Saturday, October 4, 2008

Government Regulation Makes for a More Civil Union


There are few things that can counterbalance the influence and greed of corporations and concentrated wealth. Government regulation is the most effective. The rise of the American government is in some ways a history of the rise of corporations and the various attempts to keep those corporations in check. Not only can regulation curb abuses, but it can help guide the direction of our society.

Consider this: if the Bush administration had admitted that there is a man-made climate change crisis, it could have led the Republican-majority Congress into enacting laws that would reward innovation and investment into alternative forms of energy. A non-delusional president with the power of his party backing him might have come up with block grants to states and cities to construct low-carbon emissions public transportation systems that would clear urban areas of automobile pollution.

Instead we have the dismantling of the professionalism of the federal government and the concentration of wealth into a very few people who have benefited from the last eight years.

Congress allowed the clout of the oil companies to dictate energy policy, and the Supreme Court, sometimes controlled by four ideologues trained by the Federalist Society, refused to shed any light on the identities of the oil company cabal who advised Dick Cheney in his secret energy meetings.
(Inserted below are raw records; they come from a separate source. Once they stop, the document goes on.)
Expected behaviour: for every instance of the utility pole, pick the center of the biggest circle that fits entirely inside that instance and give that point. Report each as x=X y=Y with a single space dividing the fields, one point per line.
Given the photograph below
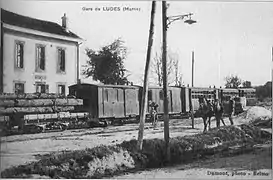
x=165 y=81
x=145 y=83
x=192 y=68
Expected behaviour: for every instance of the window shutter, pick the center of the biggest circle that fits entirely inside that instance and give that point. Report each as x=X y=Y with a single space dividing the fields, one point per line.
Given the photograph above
x=47 y=88
x=63 y=60
x=42 y=58
x=37 y=88
x=21 y=55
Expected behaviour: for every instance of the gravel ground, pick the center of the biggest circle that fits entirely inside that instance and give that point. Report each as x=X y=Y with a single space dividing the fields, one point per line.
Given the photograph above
x=253 y=165
x=21 y=149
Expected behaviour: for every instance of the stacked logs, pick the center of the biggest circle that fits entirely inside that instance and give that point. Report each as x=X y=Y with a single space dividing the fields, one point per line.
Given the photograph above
x=36 y=103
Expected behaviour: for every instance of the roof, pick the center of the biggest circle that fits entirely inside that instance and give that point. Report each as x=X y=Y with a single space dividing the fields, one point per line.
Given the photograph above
x=35 y=24
x=104 y=85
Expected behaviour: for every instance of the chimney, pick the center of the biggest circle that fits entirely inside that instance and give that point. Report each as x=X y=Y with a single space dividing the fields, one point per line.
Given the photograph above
x=65 y=22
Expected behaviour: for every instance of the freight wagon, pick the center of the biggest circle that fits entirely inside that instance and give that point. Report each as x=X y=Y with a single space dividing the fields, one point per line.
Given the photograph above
x=123 y=102
x=107 y=101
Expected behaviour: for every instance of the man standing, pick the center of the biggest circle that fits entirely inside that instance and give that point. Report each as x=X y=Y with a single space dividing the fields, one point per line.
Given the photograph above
x=218 y=110
x=153 y=112
x=231 y=109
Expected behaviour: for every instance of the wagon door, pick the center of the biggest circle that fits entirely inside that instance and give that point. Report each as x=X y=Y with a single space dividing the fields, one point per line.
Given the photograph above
x=170 y=102
x=131 y=102
x=176 y=100
x=107 y=102
x=118 y=102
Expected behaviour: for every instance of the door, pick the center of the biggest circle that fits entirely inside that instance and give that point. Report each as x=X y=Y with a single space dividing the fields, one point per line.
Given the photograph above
x=131 y=102
x=118 y=102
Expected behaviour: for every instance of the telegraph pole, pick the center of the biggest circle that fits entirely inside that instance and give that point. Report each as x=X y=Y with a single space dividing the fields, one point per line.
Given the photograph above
x=165 y=80
x=192 y=68
x=145 y=83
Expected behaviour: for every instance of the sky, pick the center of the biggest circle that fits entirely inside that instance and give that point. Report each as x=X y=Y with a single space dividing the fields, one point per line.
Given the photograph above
x=228 y=38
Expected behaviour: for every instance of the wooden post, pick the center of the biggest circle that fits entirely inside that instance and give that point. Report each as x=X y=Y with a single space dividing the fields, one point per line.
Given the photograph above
x=145 y=83
x=192 y=68
x=191 y=109
x=165 y=80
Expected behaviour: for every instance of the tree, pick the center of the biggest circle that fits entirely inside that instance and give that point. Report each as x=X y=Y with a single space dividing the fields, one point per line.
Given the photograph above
x=177 y=74
x=173 y=73
x=247 y=84
x=107 y=64
x=232 y=81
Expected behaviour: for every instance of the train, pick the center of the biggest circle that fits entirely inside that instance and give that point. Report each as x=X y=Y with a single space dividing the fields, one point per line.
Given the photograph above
x=112 y=102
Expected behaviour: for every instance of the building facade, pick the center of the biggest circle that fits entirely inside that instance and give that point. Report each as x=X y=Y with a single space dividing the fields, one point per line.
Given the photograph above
x=37 y=55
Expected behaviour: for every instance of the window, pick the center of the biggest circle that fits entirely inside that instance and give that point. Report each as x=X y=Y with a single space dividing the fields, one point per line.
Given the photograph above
x=61 y=89
x=19 y=88
x=105 y=95
x=161 y=96
x=19 y=55
x=149 y=95
x=61 y=60
x=42 y=88
x=120 y=95
x=40 y=58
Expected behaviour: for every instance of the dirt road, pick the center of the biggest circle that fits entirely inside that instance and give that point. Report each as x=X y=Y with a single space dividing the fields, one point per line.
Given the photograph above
x=20 y=149
x=252 y=165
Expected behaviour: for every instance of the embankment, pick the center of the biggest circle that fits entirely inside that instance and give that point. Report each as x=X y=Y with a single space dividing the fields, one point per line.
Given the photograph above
x=104 y=161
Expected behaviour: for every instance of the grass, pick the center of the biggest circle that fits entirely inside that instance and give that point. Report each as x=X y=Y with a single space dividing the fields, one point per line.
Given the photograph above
x=108 y=160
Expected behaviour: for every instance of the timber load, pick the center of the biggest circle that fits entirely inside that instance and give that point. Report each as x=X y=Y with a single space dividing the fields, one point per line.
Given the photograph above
x=36 y=103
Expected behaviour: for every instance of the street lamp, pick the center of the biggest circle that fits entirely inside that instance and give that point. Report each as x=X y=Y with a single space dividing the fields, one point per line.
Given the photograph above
x=171 y=19
x=166 y=21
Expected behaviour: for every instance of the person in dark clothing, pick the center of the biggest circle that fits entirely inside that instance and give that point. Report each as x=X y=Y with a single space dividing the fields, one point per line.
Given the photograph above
x=153 y=112
x=218 y=111
x=231 y=110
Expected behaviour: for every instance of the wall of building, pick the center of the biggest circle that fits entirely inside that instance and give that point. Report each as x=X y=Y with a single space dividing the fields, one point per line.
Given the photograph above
x=28 y=74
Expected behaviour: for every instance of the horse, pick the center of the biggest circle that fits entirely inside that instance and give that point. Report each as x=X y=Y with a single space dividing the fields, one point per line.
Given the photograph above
x=206 y=111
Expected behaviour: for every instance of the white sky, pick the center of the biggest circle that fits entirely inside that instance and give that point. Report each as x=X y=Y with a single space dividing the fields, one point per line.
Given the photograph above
x=228 y=38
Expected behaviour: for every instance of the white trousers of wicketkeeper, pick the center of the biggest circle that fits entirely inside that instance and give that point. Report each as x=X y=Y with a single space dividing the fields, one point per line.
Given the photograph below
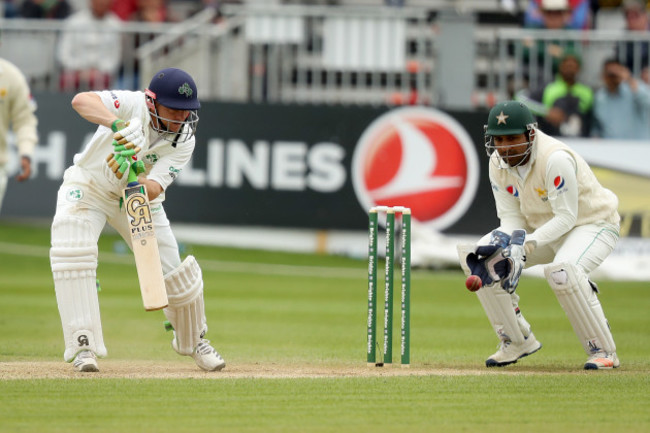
x=567 y=264
x=82 y=212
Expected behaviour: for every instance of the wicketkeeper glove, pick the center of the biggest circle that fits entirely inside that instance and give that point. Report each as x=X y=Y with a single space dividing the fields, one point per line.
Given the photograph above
x=119 y=164
x=502 y=260
x=128 y=140
x=487 y=261
x=515 y=255
x=138 y=167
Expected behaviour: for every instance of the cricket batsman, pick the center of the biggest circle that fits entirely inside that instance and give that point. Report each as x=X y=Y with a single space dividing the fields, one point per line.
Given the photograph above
x=156 y=131
x=553 y=212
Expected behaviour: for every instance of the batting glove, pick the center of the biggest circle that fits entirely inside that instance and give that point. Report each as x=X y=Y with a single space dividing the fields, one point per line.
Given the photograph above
x=119 y=164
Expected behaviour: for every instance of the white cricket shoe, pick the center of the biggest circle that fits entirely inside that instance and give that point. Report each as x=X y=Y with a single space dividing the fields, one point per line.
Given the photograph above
x=510 y=352
x=602 y=361
x=205 y=356
x=85 y=361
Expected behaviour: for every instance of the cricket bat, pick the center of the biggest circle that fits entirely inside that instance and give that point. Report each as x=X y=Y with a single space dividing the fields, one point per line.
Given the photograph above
x=144 y=244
Deregulation brought an accumulation of wealth into the energy sector and drained resources from innovation, manufacturing, and our futures.

Deregulation also permitted concentration of media into just a few players. As newspapers fade in influence, we notice that there are fewer sources of investigative reporting. Television news is entertainment mostly, and the cable stations, well, the drive to fill 24-7 has created a false sense of news. Rumors about news overshadow any real news.
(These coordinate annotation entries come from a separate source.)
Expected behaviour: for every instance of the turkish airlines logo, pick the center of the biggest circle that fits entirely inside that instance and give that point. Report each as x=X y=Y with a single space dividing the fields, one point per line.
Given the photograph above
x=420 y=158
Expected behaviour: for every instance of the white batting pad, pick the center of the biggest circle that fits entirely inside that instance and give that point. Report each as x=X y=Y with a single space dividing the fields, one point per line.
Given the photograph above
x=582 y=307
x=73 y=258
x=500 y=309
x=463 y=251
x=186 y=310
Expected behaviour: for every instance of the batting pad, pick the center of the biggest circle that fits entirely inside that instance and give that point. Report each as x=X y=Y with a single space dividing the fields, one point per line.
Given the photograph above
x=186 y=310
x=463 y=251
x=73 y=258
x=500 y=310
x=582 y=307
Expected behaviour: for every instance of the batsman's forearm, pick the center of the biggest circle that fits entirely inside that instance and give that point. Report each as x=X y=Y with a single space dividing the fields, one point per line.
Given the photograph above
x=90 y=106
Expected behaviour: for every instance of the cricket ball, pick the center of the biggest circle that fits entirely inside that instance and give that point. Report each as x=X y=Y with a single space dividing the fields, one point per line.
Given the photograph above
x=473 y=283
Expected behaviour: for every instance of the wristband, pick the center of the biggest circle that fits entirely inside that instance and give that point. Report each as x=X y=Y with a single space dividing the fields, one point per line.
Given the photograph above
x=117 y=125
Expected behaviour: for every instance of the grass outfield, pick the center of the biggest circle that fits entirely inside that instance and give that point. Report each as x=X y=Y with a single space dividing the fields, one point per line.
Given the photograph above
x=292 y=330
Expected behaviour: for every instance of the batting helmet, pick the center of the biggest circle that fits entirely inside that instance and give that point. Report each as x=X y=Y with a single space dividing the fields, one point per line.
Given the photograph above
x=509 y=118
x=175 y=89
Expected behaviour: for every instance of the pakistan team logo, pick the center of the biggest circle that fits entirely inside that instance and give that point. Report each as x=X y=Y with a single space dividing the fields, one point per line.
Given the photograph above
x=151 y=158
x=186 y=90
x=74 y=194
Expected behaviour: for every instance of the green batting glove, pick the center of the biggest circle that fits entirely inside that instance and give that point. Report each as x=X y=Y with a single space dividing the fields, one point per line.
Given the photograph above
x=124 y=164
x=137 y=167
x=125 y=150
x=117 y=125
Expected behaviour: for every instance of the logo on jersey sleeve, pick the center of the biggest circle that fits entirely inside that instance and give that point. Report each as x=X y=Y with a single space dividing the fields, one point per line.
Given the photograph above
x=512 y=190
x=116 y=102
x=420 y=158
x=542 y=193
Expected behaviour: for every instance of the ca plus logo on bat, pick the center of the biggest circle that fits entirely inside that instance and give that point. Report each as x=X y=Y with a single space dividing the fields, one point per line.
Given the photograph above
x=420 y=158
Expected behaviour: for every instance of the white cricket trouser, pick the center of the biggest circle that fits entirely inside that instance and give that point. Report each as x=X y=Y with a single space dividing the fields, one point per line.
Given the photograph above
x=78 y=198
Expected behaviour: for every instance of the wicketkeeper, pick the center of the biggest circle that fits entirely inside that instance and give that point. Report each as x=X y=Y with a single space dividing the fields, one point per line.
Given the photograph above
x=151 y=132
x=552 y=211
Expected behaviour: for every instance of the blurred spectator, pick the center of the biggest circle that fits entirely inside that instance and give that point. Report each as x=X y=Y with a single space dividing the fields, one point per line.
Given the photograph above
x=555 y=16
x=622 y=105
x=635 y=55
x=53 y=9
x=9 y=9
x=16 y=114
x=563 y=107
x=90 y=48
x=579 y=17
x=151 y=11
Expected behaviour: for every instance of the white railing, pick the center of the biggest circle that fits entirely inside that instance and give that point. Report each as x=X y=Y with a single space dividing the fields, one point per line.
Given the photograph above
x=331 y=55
A report issued by researchers at Ball State University in Ohio found that two stories dominated the media these last two years: the war in Iraq and the presidential election. These two stories accounted for over 40% of media coverage. However, neither focused on the issues over which citizens have any control. Rather the constancy of these stories became disempowering and disengaging, because there was really nothing we could do about either. However, stories about education, health care, employment, housing, land use, environment, food security, and how local and state governments work might have had the impact of informing an electorate into organized action. They accounted for less than 1% of coverage.
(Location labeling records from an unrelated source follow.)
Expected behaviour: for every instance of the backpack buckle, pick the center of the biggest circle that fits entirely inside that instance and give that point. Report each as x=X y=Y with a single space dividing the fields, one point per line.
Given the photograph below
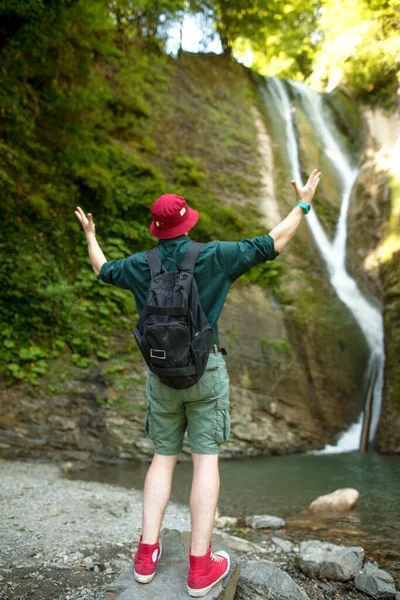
x=158 y=354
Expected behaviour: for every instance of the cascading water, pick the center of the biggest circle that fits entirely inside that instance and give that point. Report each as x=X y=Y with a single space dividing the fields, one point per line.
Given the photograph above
x=334 y=253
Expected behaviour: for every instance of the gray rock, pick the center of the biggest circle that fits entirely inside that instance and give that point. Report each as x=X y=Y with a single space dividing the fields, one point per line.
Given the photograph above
x=340 y=500
x=265 y=522
x=170 y=582
x=283 y=545
x=238 y=544
x=328 y=561
x=261 y=580
x=375 y=582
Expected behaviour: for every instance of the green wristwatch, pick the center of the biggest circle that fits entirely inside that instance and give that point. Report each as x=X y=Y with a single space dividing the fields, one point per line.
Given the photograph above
x=305 y=206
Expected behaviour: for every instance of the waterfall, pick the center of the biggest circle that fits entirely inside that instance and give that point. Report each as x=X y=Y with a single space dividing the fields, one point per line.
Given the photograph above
x=367 y=316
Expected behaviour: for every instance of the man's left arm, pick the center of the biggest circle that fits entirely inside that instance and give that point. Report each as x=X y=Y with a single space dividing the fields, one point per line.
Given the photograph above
x=283 y=232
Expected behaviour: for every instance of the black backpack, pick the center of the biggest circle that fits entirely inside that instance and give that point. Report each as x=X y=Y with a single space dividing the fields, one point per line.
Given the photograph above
x=173 y=332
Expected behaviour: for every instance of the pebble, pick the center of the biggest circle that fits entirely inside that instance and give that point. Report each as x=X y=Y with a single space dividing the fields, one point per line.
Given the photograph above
x=265 y=522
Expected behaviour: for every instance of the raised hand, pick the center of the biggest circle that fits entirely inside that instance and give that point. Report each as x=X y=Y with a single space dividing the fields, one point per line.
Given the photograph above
x=307 y=191
x=87 y=223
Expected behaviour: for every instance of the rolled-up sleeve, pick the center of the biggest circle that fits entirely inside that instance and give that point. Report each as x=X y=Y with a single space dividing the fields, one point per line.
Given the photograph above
x=238 y=257
x=115 y=273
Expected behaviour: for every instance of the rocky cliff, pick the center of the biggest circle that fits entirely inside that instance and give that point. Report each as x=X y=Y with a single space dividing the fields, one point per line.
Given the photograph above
x=295 y=355
x=374 y=251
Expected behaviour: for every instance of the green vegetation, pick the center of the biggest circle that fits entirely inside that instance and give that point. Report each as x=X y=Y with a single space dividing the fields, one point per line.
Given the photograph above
x=282 y=346
x=93 y=113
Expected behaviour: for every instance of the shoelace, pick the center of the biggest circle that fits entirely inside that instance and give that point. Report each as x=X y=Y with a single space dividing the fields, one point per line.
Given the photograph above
x=216 y=558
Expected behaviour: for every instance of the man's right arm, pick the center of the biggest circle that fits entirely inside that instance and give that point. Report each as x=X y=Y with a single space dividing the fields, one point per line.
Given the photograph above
x=96 y=255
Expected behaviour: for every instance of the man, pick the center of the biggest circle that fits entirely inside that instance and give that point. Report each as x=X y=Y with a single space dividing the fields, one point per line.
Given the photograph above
x=203 y=409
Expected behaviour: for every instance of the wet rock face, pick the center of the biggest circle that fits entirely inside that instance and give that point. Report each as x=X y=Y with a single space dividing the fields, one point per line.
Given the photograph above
x=328 y=561
x=388 y=436
x=260 y=580
x=294 y=386
x=338 y=501
x=265 y=522
x=375 y=582
x=171 y=578
x=371 y=221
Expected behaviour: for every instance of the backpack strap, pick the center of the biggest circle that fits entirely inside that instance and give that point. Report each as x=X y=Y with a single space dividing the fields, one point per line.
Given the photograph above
x=190 y=257
x=155 y=263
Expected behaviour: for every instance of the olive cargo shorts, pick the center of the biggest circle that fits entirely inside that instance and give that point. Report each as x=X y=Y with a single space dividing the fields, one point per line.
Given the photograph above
x=202 y=409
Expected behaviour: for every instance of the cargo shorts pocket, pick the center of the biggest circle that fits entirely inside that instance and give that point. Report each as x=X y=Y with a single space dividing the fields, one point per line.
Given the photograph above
x=149 y=423
x=222 y=421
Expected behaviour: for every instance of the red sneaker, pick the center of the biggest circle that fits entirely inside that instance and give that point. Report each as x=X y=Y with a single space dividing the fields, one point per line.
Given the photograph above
x=146 y=559
x=206 y=571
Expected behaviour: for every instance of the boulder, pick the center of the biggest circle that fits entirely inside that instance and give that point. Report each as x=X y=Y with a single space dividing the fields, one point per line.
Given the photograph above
x=260 y=580
x=170 y=582
x=282 y=545
x=265 y=522
x=340 y=500
x=328 y=561
x=238 y=544
x=375 y=582
x=221 y=522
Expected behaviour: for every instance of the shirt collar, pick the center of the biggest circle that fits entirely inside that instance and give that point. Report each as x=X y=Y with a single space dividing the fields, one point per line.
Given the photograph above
x=175 y=241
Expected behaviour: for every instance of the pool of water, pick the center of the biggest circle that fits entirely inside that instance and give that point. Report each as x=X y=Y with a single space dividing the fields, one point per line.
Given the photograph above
x=286 y=485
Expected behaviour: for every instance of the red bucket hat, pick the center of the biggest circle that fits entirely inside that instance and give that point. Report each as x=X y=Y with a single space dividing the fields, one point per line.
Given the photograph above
x=172 y=217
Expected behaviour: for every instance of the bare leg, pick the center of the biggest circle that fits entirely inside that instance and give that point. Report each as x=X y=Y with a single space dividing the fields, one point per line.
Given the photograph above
x=157 y=491
x=203 y=500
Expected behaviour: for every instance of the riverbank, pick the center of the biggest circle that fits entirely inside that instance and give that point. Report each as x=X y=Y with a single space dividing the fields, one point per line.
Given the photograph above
x=67 y=540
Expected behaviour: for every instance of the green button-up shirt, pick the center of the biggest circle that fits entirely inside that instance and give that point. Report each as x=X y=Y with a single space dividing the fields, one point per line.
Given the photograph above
x=218 y=265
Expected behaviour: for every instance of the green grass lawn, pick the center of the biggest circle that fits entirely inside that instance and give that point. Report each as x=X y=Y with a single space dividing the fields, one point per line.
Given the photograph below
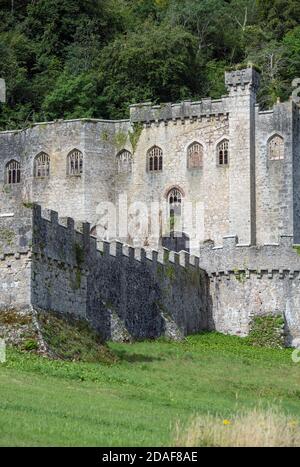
x=137 y=401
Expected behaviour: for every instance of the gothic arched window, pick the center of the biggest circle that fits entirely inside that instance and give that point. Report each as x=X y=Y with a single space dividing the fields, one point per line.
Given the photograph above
x=42 y=165
x=155 y=159
x=13 y=172
x=195 y=156
x=175 y=202
x=75 y=162
x=276 y=148
x=223 y=152
x=124 y=162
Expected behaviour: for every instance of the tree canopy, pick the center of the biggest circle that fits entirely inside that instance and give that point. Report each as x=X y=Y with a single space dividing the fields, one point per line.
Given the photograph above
x=93 y=58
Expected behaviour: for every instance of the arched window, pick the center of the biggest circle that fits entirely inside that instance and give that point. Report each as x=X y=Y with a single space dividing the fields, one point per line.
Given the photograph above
x=155 y=159
x=75 y=162
x=195 y=156
x=124 y=162
x=276 y=148
x=42 y=165
x=175 y=202
x=13 y=172
x=223 y=152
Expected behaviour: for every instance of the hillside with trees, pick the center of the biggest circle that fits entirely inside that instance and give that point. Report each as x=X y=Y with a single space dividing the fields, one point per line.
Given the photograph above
x=93 y=58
Instead we became a country obsessed about American Idol and Dancing With the Stars, degrading the right to vote to how we feel about a contestant. As we listen to interviews and media rhetoric about the election, we see the impact of entertainment on our political beings. How we feel about a candidate should be irrelevant. What should matter is their values, priorities, and approaches to the crucial issues facing us as a nation and as residents of a crowded and troubled planet.

When we don't have regulation over how admissions work at colleges, how municipal and state contracts are bid, and how governments employ, people of color suffer. Not only do they lose out by not getting into school, forgoing government contracts and jobs, but those who do manage entry are often burdened by overt racism made less socially wrong because of a general attitude opposing affirmative action.

I would prefer to live in a clean environment, among communities of diverse, knowledgeable, and informed people.